Possible ways for the Literary Arts to participate in the Arts Foundation: Help from the Foundation with the organization, funding, advertising and promotion of these events would be vital to their success.

  • Display authors’ books in the main street windows. Make them available for purchase. (I do understand the logistics may be difficult, but this opportunity could be something to work toward)
  • Hold author events that lend themselves to promoting book sales—books launches, signings, readings.
  • Hold author events that encouraging networking within the literary community. Perhaps workshops, guest speakers, SKYPE visits with industry insiders, etc.
  • Hold author events in conjunction with themes: i.e invite schools to participate in an event showcasing our children and teen authors. Promote a poetry event. Showcase our history authors in an event coinciding with the Rodeo celebration. Join with the library, Community Learning and Portage College to run events during Literacy Week
  • Invite authors to lead workshops on writing. This could involve children and/or adults. If grants or workshop fees allowed authors to get paid for doing this, it would be grand!
  • Run special workshops to encourage youth to write. Perhaps initiate a project to publish their own book. Cater in a like manner to children, teens, and adults from the aboriginal communities. There are grants available to pay professional writers to lead projects like this. (see attached lists of resources)
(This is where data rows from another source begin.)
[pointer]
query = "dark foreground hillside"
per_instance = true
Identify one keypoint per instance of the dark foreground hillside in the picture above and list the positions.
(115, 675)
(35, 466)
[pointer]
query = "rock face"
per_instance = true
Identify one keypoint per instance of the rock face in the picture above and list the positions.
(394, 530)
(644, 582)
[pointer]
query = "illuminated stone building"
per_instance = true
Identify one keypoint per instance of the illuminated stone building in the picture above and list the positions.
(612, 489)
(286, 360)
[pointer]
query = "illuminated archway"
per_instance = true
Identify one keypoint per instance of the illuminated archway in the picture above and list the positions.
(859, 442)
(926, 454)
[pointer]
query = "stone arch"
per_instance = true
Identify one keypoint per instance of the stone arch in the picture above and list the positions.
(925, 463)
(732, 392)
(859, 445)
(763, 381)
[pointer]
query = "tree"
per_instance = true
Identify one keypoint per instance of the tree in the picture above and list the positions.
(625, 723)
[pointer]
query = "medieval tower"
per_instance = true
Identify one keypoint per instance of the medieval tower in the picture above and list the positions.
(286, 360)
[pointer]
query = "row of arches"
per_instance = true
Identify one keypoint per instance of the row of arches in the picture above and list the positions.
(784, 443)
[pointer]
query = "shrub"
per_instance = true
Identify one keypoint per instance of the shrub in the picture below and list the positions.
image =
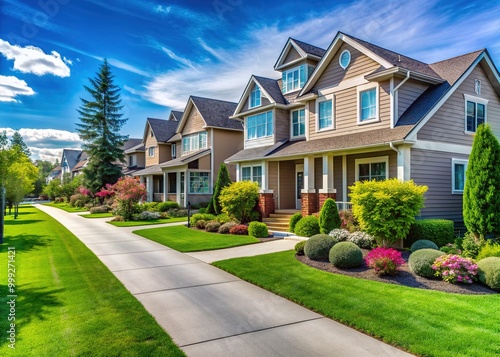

Attached are two lists I compiled of resources available for writers. One contains information especially relevant to juvenile writers. These lists include grant information, funding options, links for relevant writing information, publishing options, writers’ organizations, etc.

These lists, although well researched, are not exhaustive and are now a couple of years old. Additional resources and funding are likely available for projects specific to identifiable groups such as the aboriginal community, at-risk teens, women, immigrants (English-as-a-second language), French language, to name a few.

Recommended Next Steps

If the Foundation feels the literary arts should have an active presence in its activities, I’d recommend a more comprehensive list of authors in the area be compiled with all authors being contacted about their needs, wishes, ideas and desire and ability to participate.

The Foundation might like to establish some formal liaison with the writing community, perhaps by establishing a committee or designating a specific liaison person who could also network with the local businesses and organizations that support writing and literacy.


I hope this report proves useful to those making decisions about the future of the Foundation. I look forward to seeing the literary arts play a role in the Foundation’s future success.